Aylin Y.: Benim de yemek sosyolojisi ilgimi çekiyor. Emeklilik projesi olarak onu düşünüyorum.

Menü sık sık değişiyor...

Kaan S.: Altı haftada bir.

Alışverişi nereden yapıyorsunuz?

Kaan S.: Feriköy’deki organik pazardan ben yapıyorum. Organik üreticilerden siparişle aldığımız ürünler de var. Yaban mantarını kendimiz gidip topluyoruz.

İyi malzeme bulma konusunda sıkıntı yaşıyor musunuz?

Kaan S.: Burada bulduklarımız genelde hep vasat lezzetler... Vasatın üstünü aramak büyük bir macera.

“Şu olsa neler neler yapardım” dediğiniz bir malzeme var mı?
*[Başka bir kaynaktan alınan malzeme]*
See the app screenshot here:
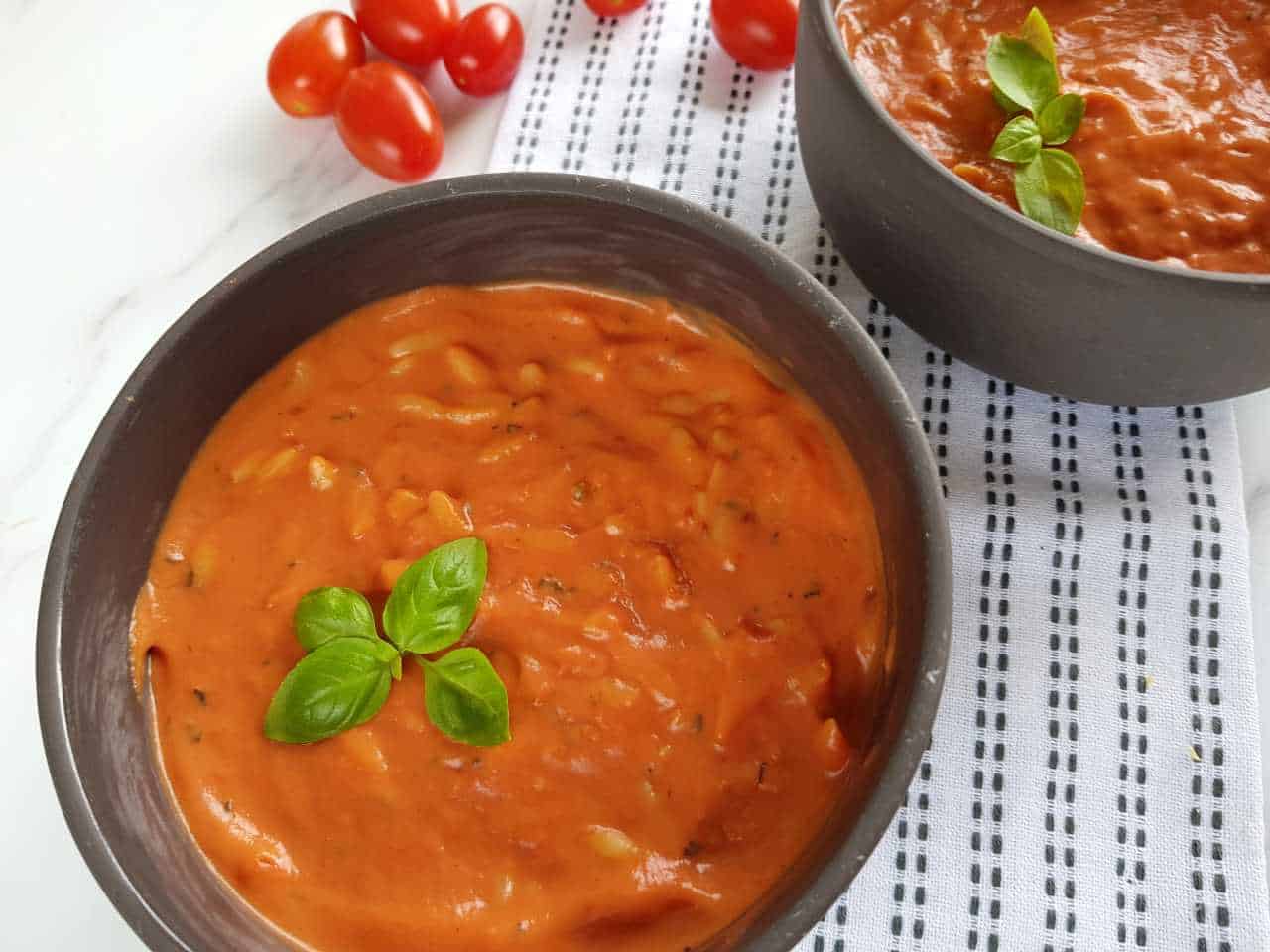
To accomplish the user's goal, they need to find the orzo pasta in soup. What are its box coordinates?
[838,0,1270,274]
[126,285,888,952]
Kaan S.: O kadar çok ki... İyi kalite ördek ya da yemelik güvercin mesela. Türkiye’de çok çeşitli biberimiz var. Kırmızısı, yeşili, turşuluğu... Ama o kadar. Domates idare eder. Yurt dışındaki kadar çeşit yok. Patateste, soğanda çok zayıfız. Kök sebze ailesinde çok zayıfız. Salatalık var ama kokusu yok.
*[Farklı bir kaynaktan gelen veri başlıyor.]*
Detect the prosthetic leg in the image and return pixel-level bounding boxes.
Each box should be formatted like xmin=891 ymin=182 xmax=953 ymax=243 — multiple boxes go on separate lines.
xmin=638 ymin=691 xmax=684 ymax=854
Menüden yemek seçme imkanı yok, menüleriniz fiks...

Kaan S.: Çeşitli uzunlukta tadım menüleri servis ediyoruz. Temel bir ayrım var; çok şey tatmak mı istiyorsunuz, az şey mi? Ona göre menülerimizden birini seçiyorsunuz.

“Yabancı müşteri menüyü anlıyor”

Ne gibi sürprizler oluyor yemeklerde?

Kaan S.: Bir domates salatamız var mesela, onun sürprizi hardallı dondurmadır. Damak temizleyici olsun diye balıktan ete geçerken ikram ederiz.

Müşterilerinizin yüzde 85’inin yabancı olmasından rahatsız mısınız?

Kaan S.: Hayır. Çünkü yurt dışından gelen müşterinin alım gücü daha yüksek. Ve çoğu daha önce de bu tarz restoranlarda yemek yemiş. Bu dile hakimler, menüyü anlıyorlar. Öyle olunca biz de rahat ediyoruz.

Bir gün Michelin yıldızı almak gibi bir hayaliniz var mı?

Kaan S.: Yok. Ama olursa ne güzel olur... Rehberin İstanbul’u radarına alması ülke için güzel bir kazanım olur bir kere. Ama benim hayalim yıldızı almak değil, buraya gelenlerin mutlu ayrılmasını sağlamak, burayı sürdürülebilir, ticari olarak da başarılı bir restoran yapmak.

Başka şube açacak mısınız?

Kaan S.: Hayır. Ama daha günlük yeme-içme alışkanlıklarına uygun bir yer açma niyetimiz var.